While asking on the OCaml mailing list about the relative merits of our HLVM project, David McClain described a computation that he had been required to perform in the context of scientific computing in the past:
"I remember dealing with stacks of images taken from an infrared imaging sensor -- perhaps 256 images, each of which is, say 512 x 512 pixels. I needed to obtain median pixel values from the stack and produce one median image..."
This problem is easily solved in both OCaml and F# using idiomatic functional programming. For example, the following is a one-line solution written in OCaml:
Array.map (Array.map (fun gs -> Array.sort compare gs; gs.(m/2))) images
This simply sorts each pixel's sequence into non-descending order and extracts the middle (median) pixel, mapped across the columns and then the rows of the image.

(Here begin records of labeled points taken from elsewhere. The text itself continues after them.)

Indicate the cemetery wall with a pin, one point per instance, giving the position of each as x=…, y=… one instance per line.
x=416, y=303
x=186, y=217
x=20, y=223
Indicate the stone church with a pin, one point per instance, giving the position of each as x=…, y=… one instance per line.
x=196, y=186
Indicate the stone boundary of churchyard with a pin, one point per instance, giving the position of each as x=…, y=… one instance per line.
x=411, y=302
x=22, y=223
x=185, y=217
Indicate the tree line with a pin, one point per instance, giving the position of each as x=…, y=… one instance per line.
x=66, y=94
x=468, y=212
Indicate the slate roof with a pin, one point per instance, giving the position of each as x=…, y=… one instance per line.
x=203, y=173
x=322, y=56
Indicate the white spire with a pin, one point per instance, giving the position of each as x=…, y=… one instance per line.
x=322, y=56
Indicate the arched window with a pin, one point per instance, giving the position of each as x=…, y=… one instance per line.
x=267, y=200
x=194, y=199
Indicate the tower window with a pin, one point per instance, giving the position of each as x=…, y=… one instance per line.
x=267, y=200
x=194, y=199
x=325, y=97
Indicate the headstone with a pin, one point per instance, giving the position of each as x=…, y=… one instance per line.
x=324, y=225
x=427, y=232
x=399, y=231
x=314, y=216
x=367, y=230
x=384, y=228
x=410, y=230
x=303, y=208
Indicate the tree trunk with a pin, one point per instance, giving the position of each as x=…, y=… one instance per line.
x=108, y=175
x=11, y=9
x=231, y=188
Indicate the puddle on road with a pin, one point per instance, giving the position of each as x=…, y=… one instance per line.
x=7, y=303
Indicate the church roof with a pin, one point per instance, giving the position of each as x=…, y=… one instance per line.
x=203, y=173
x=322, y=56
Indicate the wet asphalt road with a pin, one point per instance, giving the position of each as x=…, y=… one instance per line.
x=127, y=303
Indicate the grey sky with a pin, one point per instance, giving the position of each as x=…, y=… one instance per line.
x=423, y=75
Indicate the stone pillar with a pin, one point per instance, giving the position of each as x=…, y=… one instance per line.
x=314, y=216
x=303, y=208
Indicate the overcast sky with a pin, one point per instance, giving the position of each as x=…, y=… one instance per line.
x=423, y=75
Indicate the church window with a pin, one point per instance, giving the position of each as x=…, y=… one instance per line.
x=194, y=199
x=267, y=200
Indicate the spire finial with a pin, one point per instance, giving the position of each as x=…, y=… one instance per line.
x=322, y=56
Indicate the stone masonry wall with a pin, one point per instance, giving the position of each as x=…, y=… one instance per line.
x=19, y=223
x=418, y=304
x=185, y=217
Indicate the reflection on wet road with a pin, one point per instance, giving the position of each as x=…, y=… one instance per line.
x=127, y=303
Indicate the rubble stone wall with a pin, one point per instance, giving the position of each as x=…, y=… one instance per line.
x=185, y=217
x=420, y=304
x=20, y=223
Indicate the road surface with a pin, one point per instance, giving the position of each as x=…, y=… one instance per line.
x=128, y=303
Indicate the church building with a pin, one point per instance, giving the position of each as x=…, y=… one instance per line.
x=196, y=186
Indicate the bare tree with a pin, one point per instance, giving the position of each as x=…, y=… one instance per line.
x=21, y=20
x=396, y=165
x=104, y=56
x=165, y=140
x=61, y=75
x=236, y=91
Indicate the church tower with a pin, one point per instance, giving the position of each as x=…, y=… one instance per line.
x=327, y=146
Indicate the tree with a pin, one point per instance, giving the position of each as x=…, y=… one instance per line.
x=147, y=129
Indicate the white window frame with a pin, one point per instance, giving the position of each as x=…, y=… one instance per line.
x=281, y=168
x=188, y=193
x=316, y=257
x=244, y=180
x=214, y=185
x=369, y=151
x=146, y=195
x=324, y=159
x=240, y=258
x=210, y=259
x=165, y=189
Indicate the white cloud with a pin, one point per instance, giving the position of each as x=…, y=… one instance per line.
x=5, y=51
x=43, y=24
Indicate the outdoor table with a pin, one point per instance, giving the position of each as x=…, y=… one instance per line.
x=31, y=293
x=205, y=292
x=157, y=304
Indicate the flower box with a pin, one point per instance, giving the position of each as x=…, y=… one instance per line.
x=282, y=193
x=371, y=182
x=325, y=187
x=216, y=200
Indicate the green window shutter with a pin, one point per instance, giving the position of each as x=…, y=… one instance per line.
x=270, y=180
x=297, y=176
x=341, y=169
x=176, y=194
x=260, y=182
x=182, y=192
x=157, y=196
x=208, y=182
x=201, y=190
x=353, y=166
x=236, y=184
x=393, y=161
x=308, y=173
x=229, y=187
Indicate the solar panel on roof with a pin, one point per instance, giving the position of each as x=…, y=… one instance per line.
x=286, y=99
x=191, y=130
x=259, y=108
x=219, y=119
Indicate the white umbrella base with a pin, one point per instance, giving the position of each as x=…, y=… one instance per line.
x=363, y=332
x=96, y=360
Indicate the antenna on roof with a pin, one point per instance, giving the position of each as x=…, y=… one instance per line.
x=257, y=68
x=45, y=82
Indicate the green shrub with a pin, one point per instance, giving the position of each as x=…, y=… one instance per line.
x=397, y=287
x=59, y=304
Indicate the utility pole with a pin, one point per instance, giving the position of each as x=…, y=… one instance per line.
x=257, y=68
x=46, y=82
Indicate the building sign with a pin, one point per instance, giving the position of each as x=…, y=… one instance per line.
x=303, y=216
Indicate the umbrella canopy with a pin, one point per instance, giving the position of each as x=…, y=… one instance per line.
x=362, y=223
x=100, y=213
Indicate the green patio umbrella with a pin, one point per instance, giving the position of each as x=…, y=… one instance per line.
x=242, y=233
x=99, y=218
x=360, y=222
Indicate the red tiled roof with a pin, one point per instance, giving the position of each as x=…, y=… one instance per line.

This tiny implementation solves David's example with 226 pixels in 32 seconds, which is fast enough for many applications. However, the performance of this OCaml implementation is heavily degraded by the extensive use of polymorphism at every stage because the current OCaml implementation uses static compilation that can handle polymorphism at run-time and, consequently, requires a uniform run-time representation of all types. This leads to the tagging of integers (which is why OCaml has a 31-bit int type) and the boxing of other types such as float into separate heap-allocated values, both of which are extremely inefficient. This general execution model is always used even if type information is statically available. The only workaround is to inline the Array.sort and Array.map functions by hand.
Fortunately, this inefficiency can be overcome by using Just-In-Time (JIT) compilation instead of static compilation and partially specializing polymorphism away before JIT compilation. This is the intended design for polymorphism in HLVM and the inspiration was drawn from Microsoft's excellent implementation of the CLR.
Consequently, the equivalent F# program is 100× faster than the OCaml:
images |> Array2D.map (fun xs -> Array.sortInPlaceWith compare xs; xs.[m/2])
Moreover, the Task Parallel Library makes it easy to parallelize this implemention to improve the performance even further:
Parallel.For(0, n, fun y ->
for x=0 to n-1 do
Array.sortInPlaceWith compare images.[y, x])
images |> Array2D.map (fun xs -> xs.[m/2])
This parallel implementation is a whopping 821× faster than the OCaml and, in fact, is a superlinear speedup with respect to the 8 cores because it is able to split the data across more caches.